Container LWRPs and notifications

I’m starting to use LWRPs as simple containers for multiple
"first-class" resources. This is, I understand from the recent Chef
training in Ghent and a few online references, the currently suggested
method for aggregating resources with a level of isolation between the
recipe and the invoked resources.

One things I don’t think I’ve seen any firm documentation on is
notifications - one of the reasons LWRPs are suggested over and above
Definitions. More specifically, notifications from the contained
resources to their container LWRP and up the hierarchy.

I know that, near the end of the LWRP action definition, I’m supposed
to set new_resource.updated_by_last_action(boolean). But how do I what
to set if I’m simply containing, say, a pair of templates? I don’t
want the recipe that contains the LWRP itself to have to break
isolation and use any knowledge about the contained resource, and I
think I’m right to try and keep them separate.

I suppose I need the boolean OR of each of the contained resource’s
updated_by_last_action? calls, but I don’t /have/ a reference to each
resource. Unless I look inside and start manipulating the resources()
collection - and that seems a little low-level for what’s touted as a
higher-level interface to custom Resources and Providers.

Any thoughts? Have I missed something obvious?

Cheers,
Jonathan

Jonathan Matthews
London, UK
http://www.jpluscplusm.com/contact.html

On Mon, Feb 14, 2011 at 3:12 PM, Jonathan Matthews
contact@jpluscplusm.comwrote:

I'm starting to use LWRPs as simple containers for multiple
"first-class" resources.

It seems our messages passed each other like ships in the night.

I suppose I need the boolean OR of each of the contained resource's

updated_by_last_action? calls, but I don't /have/ a reference to each
resource. Unless I look inside and start manipulating the resources()
collection - and that seems a little low-level for what's touted as a
higher-level interface to custom Resources and Providers.

Any thoughts? Have I missed something obvious?

I had very similar thoughts. As far as I can tell, beyond whatever else I'm
also missing, what you're missing is that the resource creation methods
actually return the created resource, so you can just do this:

    t = template "foo" do
        ...
    end

and then you have a reference to the Chef::Resource::Template object in t.

However, you need to tell the resource to run whatever action needs running
before the result of updated_by_last_action? is meaningful. So instead of
this:

        t = template "foo" do action :create end

you need to do this:

       t = template "foo" do action :nothing end
       t.run_action :create

And it was the need to do this that led me to ask on-list if there was a
better solution. One that occurs to me is to store the created resources on
an instance variable, and then define a custom updated_by_last_action?
method, something like this:

@resources << template "foo" do action :create ... end

def updated_by_last_action?
super
@resources.map { |r| r.updated_by_last_action? }.inject(false, :|)
end

--
Mark J. Reed markjreed@gmail.com

On Monday, February 14, 2011 at 1:33 PM, Mark J. Reed wrote:
On Mon, Feb 14, 2011 at 3:12 PM, Jonathan Matthews contact@jpluscplusm.com wrote:

I'm starting to use LWRPs as simple containers for multiple
"first-class" resources.

It seems our messages passed each other like ships in the night.

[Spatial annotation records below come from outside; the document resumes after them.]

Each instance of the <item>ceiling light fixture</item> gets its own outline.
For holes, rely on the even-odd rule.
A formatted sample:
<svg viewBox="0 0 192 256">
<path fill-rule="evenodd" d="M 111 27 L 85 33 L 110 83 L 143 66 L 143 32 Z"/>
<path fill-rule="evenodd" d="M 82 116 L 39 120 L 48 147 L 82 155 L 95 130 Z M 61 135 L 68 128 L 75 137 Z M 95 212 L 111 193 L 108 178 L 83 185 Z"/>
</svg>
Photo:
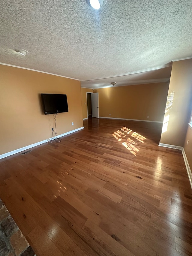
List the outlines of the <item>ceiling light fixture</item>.
<svg viewBox="0 0 192 256">
<path fill-rule="evenodd" d="M 107 0 L 86 0 L 86 2 L 90 6 L 96 10 L 98 10 L 104 6 Z"/>
<path fill-rule="evenodd" d="M 115 84 L 117 83 L 116 82 L 113 82 L 112 83 L 111 83 L 112 85 L 114 86 Z"/>
<path fill-rule="evenodd" d="M 26 51 L 26 50 L 23 50 L 22 49 L 18 49 L 18 50 L 16 49 L 15 50 L 17 53 L 18 53 L 24 56 L 28 53 L 28 52 L 27 51 Z"/>
</svg>

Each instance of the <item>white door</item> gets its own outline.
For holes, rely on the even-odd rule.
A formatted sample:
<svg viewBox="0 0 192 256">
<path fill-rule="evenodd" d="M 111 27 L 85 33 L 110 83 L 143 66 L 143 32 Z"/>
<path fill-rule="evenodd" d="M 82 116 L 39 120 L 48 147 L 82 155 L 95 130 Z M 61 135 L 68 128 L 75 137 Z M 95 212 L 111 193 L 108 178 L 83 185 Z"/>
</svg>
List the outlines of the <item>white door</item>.
<svg viewBox="0 0 192 256">
<path fill-rule="evenodd" d="M 92 117 L 99 118 L 99 93 L 92 93 Z"/>
</svg>

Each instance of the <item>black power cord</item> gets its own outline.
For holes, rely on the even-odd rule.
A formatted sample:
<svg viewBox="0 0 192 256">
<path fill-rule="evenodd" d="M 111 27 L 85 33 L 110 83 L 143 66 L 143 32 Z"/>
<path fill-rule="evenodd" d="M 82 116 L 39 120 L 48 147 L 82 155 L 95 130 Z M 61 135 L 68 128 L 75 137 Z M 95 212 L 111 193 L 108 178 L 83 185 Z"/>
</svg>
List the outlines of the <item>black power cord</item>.
<svg viewBox="0 0 192 256">
<path fill-rule="evenodd" d="M 56 113 L 55 114 L 55 117 L 54 117 L 54 119 L 55 120 L 55 130 L 54 130 L 53 128 L 52 128 L 52 131 L 53 131 L 55 133 L 55 135 L 56 136 L 56 138 L 55 139 L 54 139 L 53 140 L 53 141 L 54 141 L 54 142 L 60 142 L 62 140 L 62 139 L 61 139 L 60 138 L 59 138 L 58 137 L 58 136 L 57 136 L 57 134 L 56 133 L 56 132 L 55 131 L 56 129 L 56 123 L 57 123 L 57 121 L 56 121 L 56 116 L 57 116 L 57 113 Z"/>
</svg>

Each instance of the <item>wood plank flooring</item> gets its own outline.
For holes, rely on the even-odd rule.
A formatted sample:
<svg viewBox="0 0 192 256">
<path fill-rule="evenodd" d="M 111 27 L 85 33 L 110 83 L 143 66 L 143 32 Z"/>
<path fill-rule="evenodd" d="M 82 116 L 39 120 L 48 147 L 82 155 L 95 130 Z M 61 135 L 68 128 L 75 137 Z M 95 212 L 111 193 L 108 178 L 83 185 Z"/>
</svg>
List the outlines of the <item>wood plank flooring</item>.
<svg viewBox="0 0 192 256">
<path fill-rule="evenodd" d="M 37 256 L 192 255 L 192 195 L 162 125 L 93 118 L 0 161 L 0 197 Z"/>
</svg>

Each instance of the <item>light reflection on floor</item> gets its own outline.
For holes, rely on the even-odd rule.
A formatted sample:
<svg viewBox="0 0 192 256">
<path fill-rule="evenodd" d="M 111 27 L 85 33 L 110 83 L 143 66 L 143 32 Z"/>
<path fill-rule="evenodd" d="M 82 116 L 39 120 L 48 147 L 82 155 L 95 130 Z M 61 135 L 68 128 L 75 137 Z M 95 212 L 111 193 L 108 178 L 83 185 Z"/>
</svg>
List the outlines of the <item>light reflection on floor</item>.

I suppose I need the boolean OR of each of the contained resource's

updated_by_last_action? calls, but I don't /have/ a reference to each
resource. Unless I look inside and start manipulating the resources()
collection - and that seems a little low-level for what's touted as a
higher-level interface to custom Resources and Providers.

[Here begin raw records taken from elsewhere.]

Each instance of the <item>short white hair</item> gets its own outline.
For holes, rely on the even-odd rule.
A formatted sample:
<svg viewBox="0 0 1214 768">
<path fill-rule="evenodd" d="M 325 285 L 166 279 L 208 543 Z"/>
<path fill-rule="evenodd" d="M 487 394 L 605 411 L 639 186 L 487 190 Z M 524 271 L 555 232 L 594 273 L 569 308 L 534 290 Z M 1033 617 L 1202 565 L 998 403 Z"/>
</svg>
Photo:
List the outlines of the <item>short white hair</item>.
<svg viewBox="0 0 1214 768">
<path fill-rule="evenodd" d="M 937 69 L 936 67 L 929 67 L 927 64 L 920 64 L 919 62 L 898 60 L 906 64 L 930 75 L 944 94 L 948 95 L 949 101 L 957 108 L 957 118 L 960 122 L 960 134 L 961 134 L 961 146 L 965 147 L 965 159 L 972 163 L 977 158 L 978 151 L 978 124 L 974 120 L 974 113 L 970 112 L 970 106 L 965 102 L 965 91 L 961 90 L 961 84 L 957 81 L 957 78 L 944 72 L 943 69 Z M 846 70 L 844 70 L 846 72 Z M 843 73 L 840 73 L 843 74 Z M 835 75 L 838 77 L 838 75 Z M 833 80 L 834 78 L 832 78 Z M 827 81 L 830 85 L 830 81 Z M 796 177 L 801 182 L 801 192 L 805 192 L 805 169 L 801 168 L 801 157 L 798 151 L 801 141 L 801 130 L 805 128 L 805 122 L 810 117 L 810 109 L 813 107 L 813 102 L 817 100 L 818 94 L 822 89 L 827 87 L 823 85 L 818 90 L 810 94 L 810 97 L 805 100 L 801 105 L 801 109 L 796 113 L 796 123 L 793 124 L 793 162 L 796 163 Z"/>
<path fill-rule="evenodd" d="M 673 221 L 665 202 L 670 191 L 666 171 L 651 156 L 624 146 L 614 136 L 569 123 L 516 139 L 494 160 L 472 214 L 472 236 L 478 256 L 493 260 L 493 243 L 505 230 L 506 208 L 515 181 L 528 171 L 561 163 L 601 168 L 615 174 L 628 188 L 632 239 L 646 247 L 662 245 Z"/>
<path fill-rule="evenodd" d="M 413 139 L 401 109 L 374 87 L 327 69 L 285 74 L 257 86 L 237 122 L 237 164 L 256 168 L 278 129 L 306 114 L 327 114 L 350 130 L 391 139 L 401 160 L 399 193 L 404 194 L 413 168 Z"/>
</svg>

Any thoughts? Have I missed something obvious?

This might be tricky. LWRPs are similar to a mini chef run, in that they create the resources in a compile phase, but then they inject them into the resource collection of the "main" Chef run.

However, you may be able to attach the resources from your LWRP resource to the ones inside your LWRP provider. You can get the list of a resource's notifications via Resource#immediate_notifications and Resource#delayed_notifications. The actual notification objects have Notification#resource, Notification#action and Notification#notifying_resource methods to get at their data.

I realize this isn't quite ideal, if you have any suggestions about what would be a more ideal API (preferably without sacrificing flexibility), I'd be interested to hear about it.